La réunion virait au cauchemar.

— Qu’attendez-vous de moi en fait ? demanda-t-il au bord de l’asphyxie.

— C’est très simple : vous allez retourner sur Terre et lui demander de se calmer.

— De se calmer ? Mais je ne le connais pas, comment voulez-vous que je fasse ça ?

— C’est à vous de me dire. Tout ce que je sais, c’est qu’il est de son plus grand intérêt que la production d’énergie reparte. À compter d’aujourd’hui, il devra user de son influence pour servir nos plans et rien que ceux-là. Est-ce que je suis clair ?

— Et si j’échoue ?

— On va tout droit vers une nouvelle guerre des mondes. Quant à votre fils, je préfère ne pas m’étendre…

Constatant qu’il avait détruit son interlocuteur, le Commodor reprit d’un ton plus enjoué.

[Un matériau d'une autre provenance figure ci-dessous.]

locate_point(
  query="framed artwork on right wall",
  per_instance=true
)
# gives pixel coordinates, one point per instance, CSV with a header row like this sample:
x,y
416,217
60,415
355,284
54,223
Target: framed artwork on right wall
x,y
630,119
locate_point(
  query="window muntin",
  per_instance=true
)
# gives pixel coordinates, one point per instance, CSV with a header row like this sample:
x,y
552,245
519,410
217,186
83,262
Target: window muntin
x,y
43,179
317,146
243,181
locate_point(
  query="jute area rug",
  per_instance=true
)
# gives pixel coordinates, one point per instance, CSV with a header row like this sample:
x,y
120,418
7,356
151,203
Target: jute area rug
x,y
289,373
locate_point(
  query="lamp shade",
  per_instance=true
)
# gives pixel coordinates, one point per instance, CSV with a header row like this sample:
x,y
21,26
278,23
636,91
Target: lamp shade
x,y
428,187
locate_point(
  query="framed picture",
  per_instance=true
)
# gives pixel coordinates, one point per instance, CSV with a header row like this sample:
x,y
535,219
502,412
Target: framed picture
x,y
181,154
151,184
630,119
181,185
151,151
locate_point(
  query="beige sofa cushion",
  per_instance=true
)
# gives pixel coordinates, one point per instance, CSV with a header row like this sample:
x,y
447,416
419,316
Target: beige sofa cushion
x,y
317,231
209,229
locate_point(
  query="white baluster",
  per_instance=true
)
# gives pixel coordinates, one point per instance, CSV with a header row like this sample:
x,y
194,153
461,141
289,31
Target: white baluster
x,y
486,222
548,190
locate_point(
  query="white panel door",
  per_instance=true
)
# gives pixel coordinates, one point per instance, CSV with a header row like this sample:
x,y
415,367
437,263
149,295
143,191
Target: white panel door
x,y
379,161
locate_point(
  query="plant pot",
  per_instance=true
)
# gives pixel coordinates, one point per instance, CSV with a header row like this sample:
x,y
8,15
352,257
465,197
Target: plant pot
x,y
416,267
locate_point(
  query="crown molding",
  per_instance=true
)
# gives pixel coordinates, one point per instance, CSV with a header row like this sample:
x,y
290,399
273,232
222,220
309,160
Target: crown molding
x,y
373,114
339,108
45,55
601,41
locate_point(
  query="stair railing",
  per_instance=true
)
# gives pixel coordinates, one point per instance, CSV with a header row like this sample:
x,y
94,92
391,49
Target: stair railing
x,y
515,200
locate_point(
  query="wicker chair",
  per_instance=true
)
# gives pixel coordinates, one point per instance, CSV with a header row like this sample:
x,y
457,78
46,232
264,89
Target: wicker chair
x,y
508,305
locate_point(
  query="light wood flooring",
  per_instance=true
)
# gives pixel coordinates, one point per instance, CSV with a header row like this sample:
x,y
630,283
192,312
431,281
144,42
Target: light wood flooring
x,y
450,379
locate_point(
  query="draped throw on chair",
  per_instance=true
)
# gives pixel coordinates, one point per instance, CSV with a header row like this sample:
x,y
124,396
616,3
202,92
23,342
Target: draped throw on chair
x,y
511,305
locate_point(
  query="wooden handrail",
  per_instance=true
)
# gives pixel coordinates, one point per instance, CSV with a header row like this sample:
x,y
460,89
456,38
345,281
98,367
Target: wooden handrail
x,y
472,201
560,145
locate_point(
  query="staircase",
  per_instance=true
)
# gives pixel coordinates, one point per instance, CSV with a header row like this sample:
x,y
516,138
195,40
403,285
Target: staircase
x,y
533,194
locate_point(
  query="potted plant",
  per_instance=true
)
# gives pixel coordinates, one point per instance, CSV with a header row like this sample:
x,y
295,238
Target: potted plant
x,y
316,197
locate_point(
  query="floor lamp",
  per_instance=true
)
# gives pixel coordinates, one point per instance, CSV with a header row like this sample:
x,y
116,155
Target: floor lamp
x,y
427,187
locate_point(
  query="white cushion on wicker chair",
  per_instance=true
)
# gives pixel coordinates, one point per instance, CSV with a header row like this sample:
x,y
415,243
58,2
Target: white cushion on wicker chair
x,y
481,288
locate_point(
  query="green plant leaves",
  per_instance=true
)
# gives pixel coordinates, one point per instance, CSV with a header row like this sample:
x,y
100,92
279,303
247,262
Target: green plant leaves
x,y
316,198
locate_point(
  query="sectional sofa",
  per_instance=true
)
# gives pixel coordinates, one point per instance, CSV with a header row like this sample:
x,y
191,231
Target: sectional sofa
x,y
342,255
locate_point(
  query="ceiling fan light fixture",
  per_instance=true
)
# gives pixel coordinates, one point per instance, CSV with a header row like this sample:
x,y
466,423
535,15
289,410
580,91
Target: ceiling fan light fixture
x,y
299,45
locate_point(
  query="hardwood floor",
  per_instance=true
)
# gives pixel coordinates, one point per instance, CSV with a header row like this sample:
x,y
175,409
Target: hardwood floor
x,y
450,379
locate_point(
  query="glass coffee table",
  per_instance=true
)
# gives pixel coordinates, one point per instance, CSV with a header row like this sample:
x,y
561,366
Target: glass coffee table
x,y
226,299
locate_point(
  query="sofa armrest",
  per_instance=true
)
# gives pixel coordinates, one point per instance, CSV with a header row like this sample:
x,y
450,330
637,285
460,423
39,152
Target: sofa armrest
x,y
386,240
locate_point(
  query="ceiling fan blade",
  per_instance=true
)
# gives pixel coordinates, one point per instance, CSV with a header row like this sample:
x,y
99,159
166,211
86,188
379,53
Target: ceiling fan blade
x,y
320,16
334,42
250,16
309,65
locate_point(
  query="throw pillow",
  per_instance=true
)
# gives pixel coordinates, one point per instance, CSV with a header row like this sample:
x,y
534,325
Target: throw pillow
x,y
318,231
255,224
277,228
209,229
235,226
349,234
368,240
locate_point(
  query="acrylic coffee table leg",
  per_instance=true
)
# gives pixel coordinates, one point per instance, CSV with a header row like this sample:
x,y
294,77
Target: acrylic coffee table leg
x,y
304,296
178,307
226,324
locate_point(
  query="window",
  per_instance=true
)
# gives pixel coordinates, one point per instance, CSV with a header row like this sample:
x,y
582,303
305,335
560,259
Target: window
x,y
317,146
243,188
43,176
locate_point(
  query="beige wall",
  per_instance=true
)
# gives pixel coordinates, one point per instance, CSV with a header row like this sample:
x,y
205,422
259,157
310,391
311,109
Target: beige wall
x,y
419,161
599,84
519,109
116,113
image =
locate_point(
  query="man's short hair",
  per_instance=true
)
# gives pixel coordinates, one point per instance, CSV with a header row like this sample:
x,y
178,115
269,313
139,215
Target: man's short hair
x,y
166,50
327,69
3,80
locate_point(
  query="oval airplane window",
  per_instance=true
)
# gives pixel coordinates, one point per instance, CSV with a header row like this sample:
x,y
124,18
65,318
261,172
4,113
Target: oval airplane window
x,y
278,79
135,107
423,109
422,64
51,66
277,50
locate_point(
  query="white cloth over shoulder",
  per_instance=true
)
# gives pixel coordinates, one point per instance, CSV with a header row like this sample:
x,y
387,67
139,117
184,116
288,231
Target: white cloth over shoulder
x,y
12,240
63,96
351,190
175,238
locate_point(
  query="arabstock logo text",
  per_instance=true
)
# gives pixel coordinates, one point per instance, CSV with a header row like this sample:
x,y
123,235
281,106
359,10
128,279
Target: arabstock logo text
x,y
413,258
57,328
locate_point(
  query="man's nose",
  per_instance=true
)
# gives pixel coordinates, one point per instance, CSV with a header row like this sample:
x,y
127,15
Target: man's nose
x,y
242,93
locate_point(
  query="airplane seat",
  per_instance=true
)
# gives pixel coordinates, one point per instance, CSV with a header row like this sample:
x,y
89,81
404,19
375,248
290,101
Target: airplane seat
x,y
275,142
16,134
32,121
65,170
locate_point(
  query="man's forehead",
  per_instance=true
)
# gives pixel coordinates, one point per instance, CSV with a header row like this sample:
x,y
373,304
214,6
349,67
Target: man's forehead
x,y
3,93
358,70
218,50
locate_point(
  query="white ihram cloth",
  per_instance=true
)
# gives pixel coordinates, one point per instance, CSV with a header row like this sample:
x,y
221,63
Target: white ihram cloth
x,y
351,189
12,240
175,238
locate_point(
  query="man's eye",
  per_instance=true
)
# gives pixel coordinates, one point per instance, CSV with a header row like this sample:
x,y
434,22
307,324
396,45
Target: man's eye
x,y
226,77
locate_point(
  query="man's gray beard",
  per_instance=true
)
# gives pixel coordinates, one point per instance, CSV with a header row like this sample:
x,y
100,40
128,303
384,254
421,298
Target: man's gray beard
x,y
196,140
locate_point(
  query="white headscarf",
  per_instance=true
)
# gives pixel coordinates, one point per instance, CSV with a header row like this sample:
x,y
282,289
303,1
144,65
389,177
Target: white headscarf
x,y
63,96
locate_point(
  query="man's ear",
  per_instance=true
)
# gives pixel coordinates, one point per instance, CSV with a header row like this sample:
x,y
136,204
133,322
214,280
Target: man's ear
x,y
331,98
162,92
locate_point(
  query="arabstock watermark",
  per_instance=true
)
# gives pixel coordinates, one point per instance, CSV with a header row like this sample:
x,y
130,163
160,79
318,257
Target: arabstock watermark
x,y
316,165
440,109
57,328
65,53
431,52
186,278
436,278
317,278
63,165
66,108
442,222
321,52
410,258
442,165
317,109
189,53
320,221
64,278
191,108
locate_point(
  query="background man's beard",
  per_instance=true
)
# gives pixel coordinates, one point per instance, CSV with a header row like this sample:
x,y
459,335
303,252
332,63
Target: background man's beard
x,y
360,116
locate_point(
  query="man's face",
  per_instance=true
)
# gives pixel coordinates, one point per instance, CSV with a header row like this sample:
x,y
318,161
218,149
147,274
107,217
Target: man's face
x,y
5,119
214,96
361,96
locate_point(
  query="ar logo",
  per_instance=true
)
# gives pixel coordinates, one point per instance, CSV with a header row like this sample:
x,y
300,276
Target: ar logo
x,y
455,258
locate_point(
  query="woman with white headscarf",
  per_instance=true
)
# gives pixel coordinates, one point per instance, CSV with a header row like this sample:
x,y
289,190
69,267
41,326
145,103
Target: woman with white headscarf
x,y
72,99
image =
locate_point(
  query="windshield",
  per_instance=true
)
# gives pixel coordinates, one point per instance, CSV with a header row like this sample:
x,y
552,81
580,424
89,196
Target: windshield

— Mais comme vous allez réussir, et nous ferons tout pour cela, à votre retour vous serez anobli. On vous trouvera une ferme digne de votre rang et vous pourrez vous installer avec votre fils – il est aussi un peu sirien après tout. Même sa mère pourra venir avec vous si elle le souhaite.

Daniel, très affecté, n’eut d’autre choix que d’accepter la mission. Il n’était déjà même plus avec ses interlocuteurs lorsque le Commodor présenta les modalités de l’opération, d’une extrême limpidité au demeurant, Daniel étant responsable de tout : le planning, les décisions et le choix des moyens. Pour l’assister, on lui avait désigné une jeune officier nommée Noraa Luu, censée réaliser toutes les tâches qu’il lui confierait. Finalement, Daniel prit congé du Commodor et fut reconduit chez lui en état de dissociation totale.

Une fois Daniel sorti du bureau, le Général Dracos et le Commodor se dévisagèrent silencieusement. Le Commodor semblait satisfait de l’entretien, le Reptilien nettement moins.

— Tu penses qu’il est à la hauteur ? demanda-t-il après quelques secondes.

— Bien sûr. Ce type sème la merde partout où il passe, je n’ai aucun doute qu’il réussira très vite à créer les conditions d’un chaos total. Et Yann est son fils après tout, il l’écoutera respectueusement « Tu honoreras ton Père et ta Mère, etc. ».

— Je trouve ton plan bizarre. Est-ce que ce ne serait pas plus simple de débarquer là-bas et d’en tuer un sur deux pour l’exemple ?

— On a dit, « subtilement » Yorgan. D’ailleurs, il n’est même pas certain que ça arrêterait le mouvement.

— En attendant, on perd encore plusieurs mois. Si rien ne s’améliore, on va s’en mêler. Je t’aurai prévenu.

— Tu penses aux conséquences ?

— Oui, mais moi j’ai une famille à nourrir.

Le Commodor ne répondit rien.

II

Daniel Gabriel se remit rapidement de cette horrible réunion. Il aurait certes préféré revenir sur Terre comme pilote, mais, en dépit des circonstances dramatiques de sa mission, elle n’en constituait pas moins une occasion inespérée de revoir Soizic et de découvrir enfin son fils.